A, LN229 cells were treated with 10 μM of MG132 to inhibit protein degradation through the proteasome. The levels of newly synthesized HIF-1α, HIF-1β, α-tubulin and β-actin with or without KC7F2 (40 μM) treatment were determined over a period of 4 hrs. Note that HIF-1α synthesis is dramatically reduced in the presence of KC7F2. B, The levels of HIF-1α mRNA were not affected by KC7F2 (40 μM) in LN229 cells treated for up to 12 hrs, whether under hypoxic or normoxic conditions as measured by northern blot analysis.
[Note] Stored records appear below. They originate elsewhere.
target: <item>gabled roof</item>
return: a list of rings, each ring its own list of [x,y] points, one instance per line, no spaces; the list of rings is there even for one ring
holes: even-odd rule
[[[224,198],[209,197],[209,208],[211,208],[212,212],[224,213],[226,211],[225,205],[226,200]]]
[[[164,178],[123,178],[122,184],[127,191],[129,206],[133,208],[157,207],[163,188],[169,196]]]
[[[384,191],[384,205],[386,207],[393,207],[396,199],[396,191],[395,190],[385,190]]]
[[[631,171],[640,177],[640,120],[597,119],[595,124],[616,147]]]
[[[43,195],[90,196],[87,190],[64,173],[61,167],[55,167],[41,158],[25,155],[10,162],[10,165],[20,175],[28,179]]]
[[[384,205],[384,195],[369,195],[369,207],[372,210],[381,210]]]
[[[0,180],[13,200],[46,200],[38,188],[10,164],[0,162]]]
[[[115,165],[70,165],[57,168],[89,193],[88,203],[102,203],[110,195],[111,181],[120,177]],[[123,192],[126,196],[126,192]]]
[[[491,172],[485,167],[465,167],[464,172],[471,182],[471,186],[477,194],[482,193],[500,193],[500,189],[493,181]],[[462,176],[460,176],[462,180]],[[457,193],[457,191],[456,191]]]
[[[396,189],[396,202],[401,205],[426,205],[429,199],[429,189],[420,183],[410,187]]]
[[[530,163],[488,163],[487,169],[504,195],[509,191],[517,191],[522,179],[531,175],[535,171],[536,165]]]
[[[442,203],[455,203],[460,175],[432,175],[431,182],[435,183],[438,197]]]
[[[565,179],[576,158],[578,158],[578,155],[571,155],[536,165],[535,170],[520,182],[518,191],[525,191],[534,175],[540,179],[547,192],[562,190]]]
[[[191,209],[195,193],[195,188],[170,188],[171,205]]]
Fig. 6. The inhibition of KC7F2 on HIF-1α protein synthesis involved inhibition of the phosphorylation of 4EBP1 and S6K

A, LN229 cells were pre-treated for one hour with 40 μM of KC7F2 followed by 2–24 hrs of hypoxia. The levels of HIF-1α, and the total and phosphorylated forms of Akt, mTOR, S6K, and 4E binding protein 1 (4EBP1), were examined over time by western blot. The levels of p-Akt, Akt p-mTOR, mTOR, S6K were unchanged or showed only modest change up to 12 hrs in response to KC7F2. In contrast, the phosphorylated 4EBP1 was strongly suppressed by KC7F2 as early as 2 hrs and throughout the 24 hrs incubation under hypoxia. LN229 cells do not express detectable p-S6K as we previously reported (31). B, to examine the effect of KC7F2 on a cell line expressing constitutively p-S6K we treated U87MGD glioma cells for 2–24 hrs with KC7F2 (40 μM) and examined total and phospho-forms of S6K by western blot. Note that phospho-S6K was decreased as early as 2 hrs post-treatment.